Create a workbook from the bundled template:

qrla init-template data/my-survey-Q01-themes.xlsx

Keep sheet names and column headers unchanged. Full schema details: schemas.

CLI commands

The qrla command implements the end-to-end workflow:

Command Stage Description
qrla init-template Copy the bundled canonical workbook template
qrla validate Check a workbook against the template
qrla discover 1 Propose themes from response samples
qrla review-themes 1.5 Validate, extend, or retire existing themes
qrla assign 2 Assign themes to each response
qrla review-assignments 2.5 Create a tidy review sheet for filtering
qrla summarize 3 Per-model summary sheets (optional charts)
qrla export 4 Not implemented — flatten workbook to CSV/Parquet

Quick start

# Create and validate a new workbook
qrla init-template data/my-survey-Q01-themes.xlsx
qrla validate data/my-survey-Q01-themes.xlsx

# Stage 1 — discover themes from responses
qrla discover data/my-survey-Q01-themes.xlsx \
  --question-id SURVEY_2025_Q01 \
  --model openai/gpt-5.5 \
  --max-themes 30 \
  -v

# Stage 2 — assign themes (run once per model for multi-model comparison)
qrla assign data/my-survey-Q01-themes.discovered.openai_gpt_5_5.xlsx \
  --question-id SURVEY_2025_Q01 \
  --model openai/gpt-5.4-mini \
  -v

# Stage 3 — summarise assignments for human review
qrla summarize data/my-survey-Q01-themes.discovered.openai_gpt_5_5.xlsx \
  --question-id SURVEY_2025_Q01 \
  --chart auto \
  -v

Common options:

  • --question-id — must match a row in the question sheet
  • --model — OpenRouter model id (e.g. openai/gpt-5.5, anthropic/claude-sonnet-4.6)
  • --max-themes — cap on themes discovered or assigned per response
  • --context-column — optional column on the question sheet with domain-specific coding guidance
  • -v / -vv — progress stats; -vv also prints prompts and raw LLM output

See the workflow spec for the full stage-by-stage process.

Model guidance

Typical choices (via OpenRouter — pass the model id to --model):

  • Discovery / theme review: capable frontier models — e.g. openai/gpt-5.5, anthropic/claude-sonnet-4.6, google/gemini-3.1-pro-preview, x-ai/grok-4.3, mistralai/mistral-large-2512
  • Assignment: faster, cheaper models — e.g. openai/gpt-5.4-mini, anthropic/claude-haiku-4.5, google/gemini-3.5-flash, x-ai/grok-build-0.1, mistralai/mistral-small-2603

Run several assignment models and compare results before final human coding.

Theme status values

Status Meaning
candidate Proposed by LLM; needs review
candidate-add Suggested new theme
candidate-retire Suggested retirement
active Approved; used in assignment
retired Historical; excluded from prompts

Documentation

Contributing

  1. Fork and branch (e.g. feature/stage2-improvements)
  2. Follow PEP 8; use type hints and docstrings
  3. Keep README.md and docs/ in sync when changing behaviour
  4. Do not commit survey data or API keys
  5. Run tests locally with pytest before opening a PR (CI runs the same checks on GitHub Actions)

Releasing

Production releases use PyPI trusted publishing.
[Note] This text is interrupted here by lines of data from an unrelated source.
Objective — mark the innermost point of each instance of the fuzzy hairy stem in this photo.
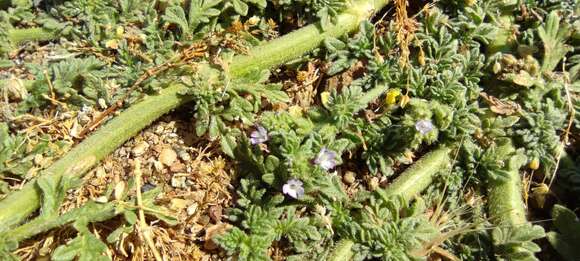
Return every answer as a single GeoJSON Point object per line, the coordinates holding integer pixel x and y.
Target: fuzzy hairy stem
{"type": "Point", "coordinates": [342, 251]}
{"type": "Point", "coordinates": [418, 176]}
{"type": "Point", "coordinates": [92, 212]}
{"type": "Point", "coordinates": [20, 204]}
{"type": "Point", "coordinates": [408, 185]}
{"type": "Point", "coordinates": [16, 36]}
{"type": "Point", "coordinates": [505, 202]}
{"type": "Point", "coordinates": [295, 44]}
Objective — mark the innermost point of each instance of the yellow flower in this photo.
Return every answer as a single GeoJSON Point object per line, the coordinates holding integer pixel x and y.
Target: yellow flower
{"type": "Point", "coordinates": [120, 31]}
{"type": "Point", "coordinates": [325, 98]}
{"type": "Point", "coordinates": [295, 111]}
{"type": "Point", "coordinates": [112, 43]}
{"type": "Point", "coordinates": [392, 95]}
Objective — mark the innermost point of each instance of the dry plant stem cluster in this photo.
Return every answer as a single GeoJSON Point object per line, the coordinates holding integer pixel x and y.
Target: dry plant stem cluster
{"type": "Point", "coordinates": [17, 206]}
{"type": "Point", "coordinates": [408, 185]}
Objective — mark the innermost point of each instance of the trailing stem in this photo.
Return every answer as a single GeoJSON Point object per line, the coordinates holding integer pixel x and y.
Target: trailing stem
{"type": "Point", "coordinates": [17, 36]}
{"type": "Point", "coordinates": [408, 185]}
{"type": "Point", "coordinates": [505, 201]}
{"type": "Point", "coordinates": [418, 176]}
{"type": "Point", "coordinates": [20, 204]}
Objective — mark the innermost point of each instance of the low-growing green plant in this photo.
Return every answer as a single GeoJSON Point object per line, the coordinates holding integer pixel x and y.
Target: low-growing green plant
{"type": "Point", "coordinates": [493, 81]}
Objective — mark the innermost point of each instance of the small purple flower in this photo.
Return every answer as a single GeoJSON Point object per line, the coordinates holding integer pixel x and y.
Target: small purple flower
{"type": "Point", "coordinates": [326, 159]}
{"type": "Point", "coordinates": [260, 135]}
{"type": "Point", "coordinates": [424, 126]}
{"type": "Point", "coordinates": [293, 188]}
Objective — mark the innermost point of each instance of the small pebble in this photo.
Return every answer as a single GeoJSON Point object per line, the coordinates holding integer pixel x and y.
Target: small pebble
{"type": "Point", "coordinates": [192, 209]}
{"type": "Point", "coordinates": [178, 181]}
{"type": "Point", "coordinates": [167, 156]}
{"type": "Point", "coordinates": [140, 148]}
{"type": "Point", "coordinates": [146, 187]}
{"type": "Point", "coordinates": [178, 204]}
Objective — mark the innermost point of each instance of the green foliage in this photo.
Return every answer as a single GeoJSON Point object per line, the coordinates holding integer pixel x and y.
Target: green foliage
{"type": "Point", "coordinates": [17, 151]}
{"type": "Point", "coordinates": [553, 36]}
{"type": "Point", "coordinates": [200, 12]}
{"type": "Point", "coordinates": [568, 226]}
{"type": "Point", "coordinates": [515, 243]}
{"type": "Point", "coordinates": [264, 219]}
{"type": "Point", "coordinates": [220, 100]}
{"type": "Point", "coordinates": [85, 246]}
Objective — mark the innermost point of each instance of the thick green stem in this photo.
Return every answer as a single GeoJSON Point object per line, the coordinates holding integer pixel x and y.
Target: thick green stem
{"type": "Point", "coordinates": [419, 176]}
{"type": "Point", "coordinates": [20, 204]}
{"type": "Point", "coordinates": [16, 36]}
{"type": "Point", "coordinates": [92, 212]}
{"type": "Point", "coordinates": [505, 202]}
{"type": "Point", "coordinates": [295, 44]}
{"type": "Point", "coordinates": [408, 185]}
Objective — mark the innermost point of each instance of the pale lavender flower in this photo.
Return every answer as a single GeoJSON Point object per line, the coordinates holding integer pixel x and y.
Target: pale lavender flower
{"type": "Point", "coordinates": [260, 135]}
{"type": "Point", "coordinates": [293, 188]}
{"type": "Point", "coordinates": [424, 126]}
{"type": "Point", "coordinates": [326, 159]}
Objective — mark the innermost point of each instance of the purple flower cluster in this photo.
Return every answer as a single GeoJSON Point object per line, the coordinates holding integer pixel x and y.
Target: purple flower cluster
{"type": "Point", "coordinates": [326, 159]}
{"type": "Point", "coordinates": [259, 136]}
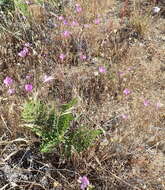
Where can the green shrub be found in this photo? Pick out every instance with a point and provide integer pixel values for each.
(54, 127)
(6, 5)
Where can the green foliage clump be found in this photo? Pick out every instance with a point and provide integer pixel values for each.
(55, 127)
(6, 5)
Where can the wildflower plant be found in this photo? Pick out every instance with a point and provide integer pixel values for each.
(54, 127)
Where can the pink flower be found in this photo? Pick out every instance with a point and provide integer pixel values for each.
(102, 69)
(47, 78)
(158, 105)
(121, 73)
(66, 33)
(28, 77)
(126, 91)
(86, 25)
(65, 22)
(62, 56)
(74, 23)
(84, 182)
(97, 21)
(27, 44)
(83, 57)
(124, 116)
(146, 103)
(60, 18)
(11, 91)
(28, 87)
(24, 52)
(8, 81)
(78, 8)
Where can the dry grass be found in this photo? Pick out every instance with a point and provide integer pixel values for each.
(129, 43)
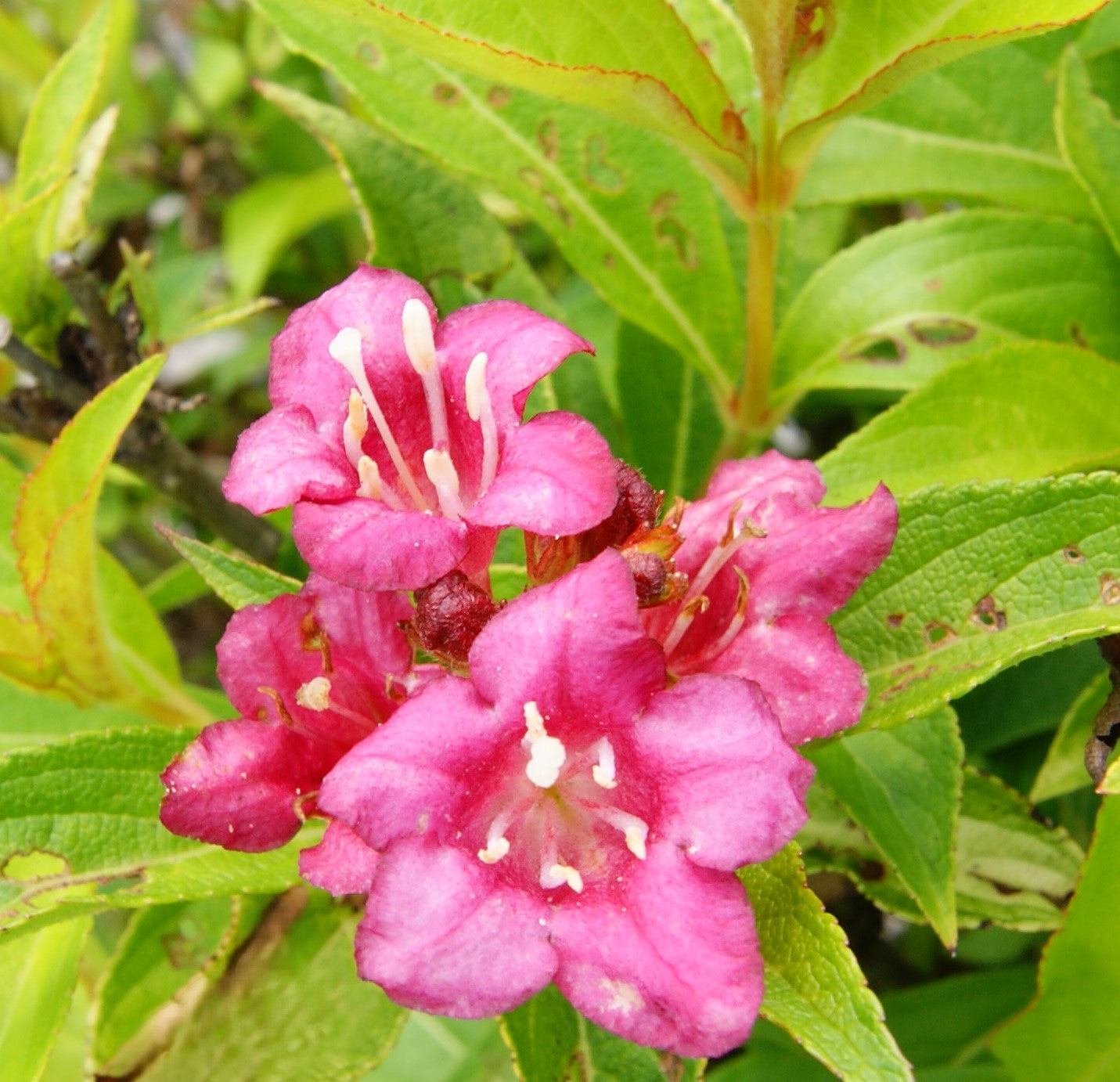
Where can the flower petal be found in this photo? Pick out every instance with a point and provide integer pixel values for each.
(812, 686)
(556, 475)
(239, 784)
(441, 934)
(342, 863)
(407, 777)
(678, 967)
(574, 647)
(364, 545)
(281, 458)
(732, 788)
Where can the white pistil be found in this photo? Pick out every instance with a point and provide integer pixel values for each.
(603, 773)
(558, 874)
(482, 411)
(315, 694)
(420, 346)
(355, 427)
(441, 473)
(346, 348)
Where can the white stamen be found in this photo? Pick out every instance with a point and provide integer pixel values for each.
(603, 773)
(441, 473)
(346, 348)
(419, 343)
(558, 874)
(355, 427)
(420, 346)
(481, 410)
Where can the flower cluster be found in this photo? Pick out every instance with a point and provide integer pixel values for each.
(564, 788)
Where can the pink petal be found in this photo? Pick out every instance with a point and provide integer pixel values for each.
(281, 458)
(812, 686)
(732, 788)
(574, 647)
(342, 863)
(239, 785)
(556, 475)
(409, 777)
(366, 545)
(441, 934)
(677, 968)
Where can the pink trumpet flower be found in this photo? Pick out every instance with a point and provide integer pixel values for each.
(766, 567)
(400, 439)
(561, 817)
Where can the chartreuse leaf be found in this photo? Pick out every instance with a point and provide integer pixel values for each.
(1011, 871)
(267, 218)
(980, 577)
(80, 831)
(161, 967)
(629, 212)
(903, 788)
(980, 128)
(868, 51)
(895, 308)
(1025, 410)
(236, 579)
(38, 973)
(290, 1007)
(551, 1043)
(633, 60)
(815, 988)
(1090, 139)
(1070, 1030)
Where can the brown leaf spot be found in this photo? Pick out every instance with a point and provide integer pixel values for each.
(498, 96)
(445, 93)
(875, 350)
(988, 616)
(548, 135)
(941, 330)
(938, 634)
(597, 171)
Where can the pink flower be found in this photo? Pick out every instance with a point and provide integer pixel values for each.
(400, 440)
(312, 674)
(766, 567)
(561, 817)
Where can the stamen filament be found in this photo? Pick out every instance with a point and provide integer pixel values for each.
(346, 348)
(420, 346)
(482, 411)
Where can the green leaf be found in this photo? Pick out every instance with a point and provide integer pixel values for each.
(1070, 1030)
(815, 988)
(161, 967)
(629, 212)
(236, 579)
(671, 423)
(633, 60)
(38, 973)
(262, 221)
(551, 1043)
(289, 1007)
(65, 101)
(80, 831)
(980, 128)
(980, 577)
(1090, 140)
(870, 51)
(903, 788)
(895, 308)
(1026, 410)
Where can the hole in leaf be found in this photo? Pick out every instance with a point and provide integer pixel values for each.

TestPyPI uses the same mechanism for dry runs before the first real upload.

One-time setup

  1. Create an account at test.pypi.org (separate from production PyPI).
  2. Enable 2FA on both TestPyPI and production PyPI.
  3. Add a trusted publisher on each site (Account settings → Publishing, or project settings after the first upload):
    • TestPyPI: workflow test-release.yml, environment testpypi (optional but recommended)
    • Production PyPI: workflow release.yml, environment pypi (optional but recommended)
  4. In GitHub: Settings → Environments — create testpypi and pypi if you want approval gates before publish.

Dry run on TestPyPI

Use this before tagging a production release.

  1. Ensure version in pyproject.toml is the version you want to test (TestPyPI allows re-upload only if you bump the version or delete the file).
  2. Push your branch to GitHub.
  3. Open Actions → Test Release → Run workflow and start the run.
  4. Install from TestPyPI (dependencies still come from production PyPI):
python -m venv .venv-test
source .venv-test/bin/activate   # Windows: .venv-test\Scripts\activate
pip install -i https://test.pypi.org/simple/ \
  --extra-index-url https://pypi.org/simple/ \
  qualitative-response-llm-analyst
  1. Smoke-test the install:
qrla --help
qrla init-template /tmp/test-workbook.xlsx
qrla validate /tmp/test-workbook.xlsx
  1. When satisfied, update CHANGELOG.md, bump version in pyproject.toml, commit, then tag and push:
git tag v0.1.1
git push origin v0.1.1

That triggers Release (release.yml), which publishes to PyPI and creates a GitHub Release with notes and attached sdist/wheel.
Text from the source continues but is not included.